Pragmatisme adalah aliran pemikiran yang memandang bahwa benar tidaknya suatu ucapan, dalil, atau teori, semata-mata bergantung kepada berfaedah atau tidaknya ucapan, dalil, atau teori tersebut bagi manusia. Ide ini merupakan budaya dan tradisi berpikir Amerika khususnya dan Barat pada umumnya, yang lahir sebagai sebuah upaya intelektual untuk menjawab problem-problem yang terjadi pada awal abad ini. Pragmatisme mulai dirintis di Amerika oleh Charles S. Peirce (1839-1942), yang kemudian dikembangkan oleh William James (1842-1910) dan John Dewey (1859-1952).
Tentu saja, Pragmatisme tak dapat dilepaskan dari keberadaan dan perkembangan ide-ide sebelumnya di Eropa, sebagaimana tak bisa diingkari pula adanya pengaruh dan imbas baliknya terhadap ide-ide yang dikembangkan lebih lanjut di Eropa. William James mengatakan bahwa Pragmatisme yang diajarkannya, merupakan “nama baru bagi sejumlah cara berpikir lama”. Dan dia sendiri pun menganggap pemikirannya sebagai kelanjutan dari Empirisme Inggris, seperti yang dirintis oleh Francis Bacon (1561-1626), yang kemudian dikembangkan oleh Thomas Hobbes (1558-1679) dan John Locke (1632-1704).
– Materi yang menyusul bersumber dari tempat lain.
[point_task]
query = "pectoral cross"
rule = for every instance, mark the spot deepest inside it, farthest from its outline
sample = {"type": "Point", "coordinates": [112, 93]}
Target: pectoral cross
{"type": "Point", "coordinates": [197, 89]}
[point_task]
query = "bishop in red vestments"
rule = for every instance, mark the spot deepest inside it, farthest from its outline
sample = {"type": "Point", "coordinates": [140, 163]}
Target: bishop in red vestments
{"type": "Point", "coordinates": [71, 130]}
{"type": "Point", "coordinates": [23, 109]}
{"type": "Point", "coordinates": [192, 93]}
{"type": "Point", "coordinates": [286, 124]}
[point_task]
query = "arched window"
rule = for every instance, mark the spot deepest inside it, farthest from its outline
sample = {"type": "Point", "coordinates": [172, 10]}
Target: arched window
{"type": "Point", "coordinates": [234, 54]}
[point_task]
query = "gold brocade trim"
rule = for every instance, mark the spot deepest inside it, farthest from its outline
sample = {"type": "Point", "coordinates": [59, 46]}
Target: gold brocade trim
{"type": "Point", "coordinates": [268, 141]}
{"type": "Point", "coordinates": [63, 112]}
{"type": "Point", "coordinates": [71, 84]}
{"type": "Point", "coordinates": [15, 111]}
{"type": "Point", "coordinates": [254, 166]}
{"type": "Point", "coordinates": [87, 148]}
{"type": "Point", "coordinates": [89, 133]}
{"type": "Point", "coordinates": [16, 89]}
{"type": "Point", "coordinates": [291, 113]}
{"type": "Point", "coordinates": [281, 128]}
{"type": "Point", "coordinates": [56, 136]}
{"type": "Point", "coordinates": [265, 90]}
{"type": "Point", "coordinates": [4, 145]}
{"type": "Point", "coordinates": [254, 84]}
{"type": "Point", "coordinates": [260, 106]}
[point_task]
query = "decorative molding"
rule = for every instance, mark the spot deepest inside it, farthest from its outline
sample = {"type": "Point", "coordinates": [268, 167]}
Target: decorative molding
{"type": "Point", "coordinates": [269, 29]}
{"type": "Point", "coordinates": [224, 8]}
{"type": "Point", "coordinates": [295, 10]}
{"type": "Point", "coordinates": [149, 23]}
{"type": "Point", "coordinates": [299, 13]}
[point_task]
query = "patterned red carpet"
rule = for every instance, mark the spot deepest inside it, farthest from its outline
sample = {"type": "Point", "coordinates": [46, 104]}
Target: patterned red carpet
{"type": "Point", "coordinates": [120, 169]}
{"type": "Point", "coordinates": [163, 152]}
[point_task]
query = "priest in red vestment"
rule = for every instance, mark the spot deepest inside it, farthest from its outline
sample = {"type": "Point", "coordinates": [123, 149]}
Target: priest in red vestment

Pragmatisme telah mempengaruhi filsafat Eropa dalam berbagai bentuknya, baik filsafat Eksistensialisme maupun Neorealisme dan Neopositivisme.
Dengan demikian Pragmatisme dapat dikategorikan ke dalam pembahasan mengenai teori kebenaran (theory of truth), sebagaimana yang nampak menonjol dalam pandangan William James, terutama dalam bukunya The Meaning of The Truth (1909).Pada awal perkembangannya, pragmatisme lebih merupakan suatu usaha-usaha untuk menyatukan ilmu pengetahuan dan filsafat agar filsafat dapat menjadi ilmiah dan berguna bagi kehidupan praktis manusia. Sehubungan dengan usaha tersebut, pragmatisme akhirnya berkembang menjadi suatu metoda untuk memecahkan berbagai perdebatan filosofis-metafisik yang tiada henti-hentinya, yang hampir mewarnai seluruh perkembangan dan perjalanan filsafat sejak zaman Yunani kuno.
Munculnya Pragmatisme
Kendati pragmatisme merupakan filsafat Amerika, metodenya bukanlah sesuatu yang sama sekali baru, Socrates sebenarnya ahli dalam hal ini, dan Aristoteles telah menggunakannya secara metodis John Locke (1632 – 1704), George Berkeley (1685 – 1753), dan Dayid Hume (1711 – 1776) mempunyai sumbangan yang sangat berarti dalam pemikiran pragmatis ini. Dari segi historis, abad ke-19 di tandai dengan skeptisisme yang di tiupkan oleh teori evolusi Darwin. Nilai religius dan spiritual menjadi, dipertanyakan.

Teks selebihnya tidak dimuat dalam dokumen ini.